When I realized what had happened, I was flat, face down in the dirt. I tried to take stock of my condition. I felt that I had scraped the heck out of my right knee, but everything else was okay, nothing broken. Gene told me to rest for a second before getting up. I didn’t argue with him. Grandma One starting yelling, “Your wrists! Your wrists!” I told her they were fine. I was embarrassed. But Grandma One wouldn’t let go of it. “Your wrists! You broke your wrists! Don’t move.” I assured her for a second and then a third time, that I was fine, and that indeed my wrists were okay. I tried to get up and I sort crabbed forward on my hands and knees at the same time Grandma One grabbed my pants leg. She was trying to steady me, but in my fall and subsequent slide, my pants and my boxers had begun to slide down my hips. When she grabbed my pants and I struggled forward, she pulled my pants completely off my bare butt. A nice bright white light engulfed us all.

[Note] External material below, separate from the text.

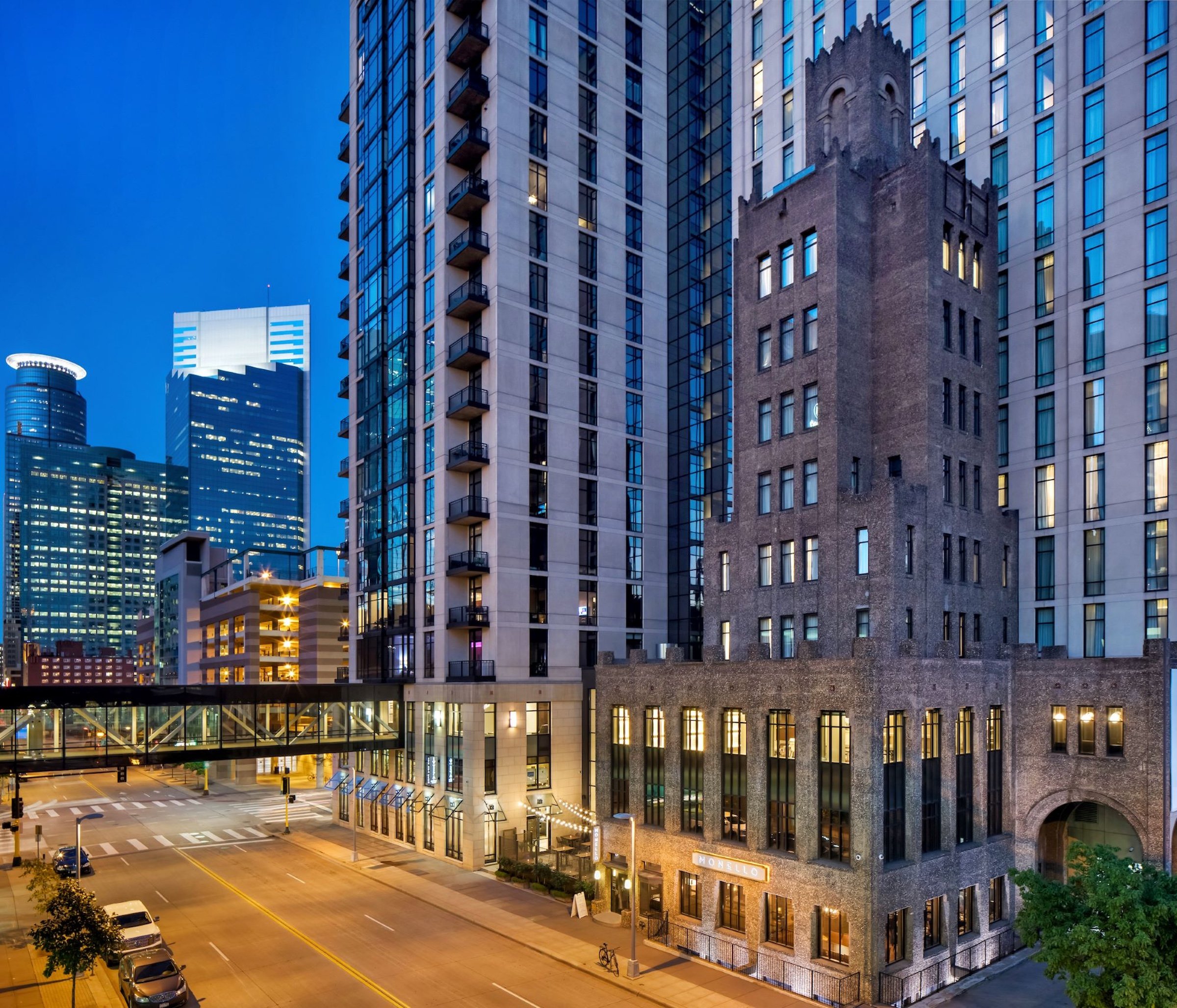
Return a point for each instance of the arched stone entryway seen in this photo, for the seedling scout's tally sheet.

Humiliated, I screamed, “I’m fine!” as loud as I could. 
Upon gazing at my exposed body parts, I thought I heard Grandma Two purr, “Nice!” but that could have been wishful thinking on my part. Needless to say I was really embarrassed and I jumped up, pulled my pants up, and moved quickly down the trail. Grandma One started in again about my wrists, but I yelled back angrily, “My wrists are FINE!”

“You don’t have to get huffy,” she countered, but I was hell bent on getting out of there. Gene ran to catch up.

We continued down the trail without incident. Gene asked if I was going to write a walkabout about what happened. And if I did, he wondered, would he get to be in it? I wanted to answer him, but although my wrists were fine, my knee was bleeding and killing me and all I could think about was making it to the grassy fields up ahead so that in the event I would trip and fall and make a complete old man fool of myself again, at least I would land on something soft.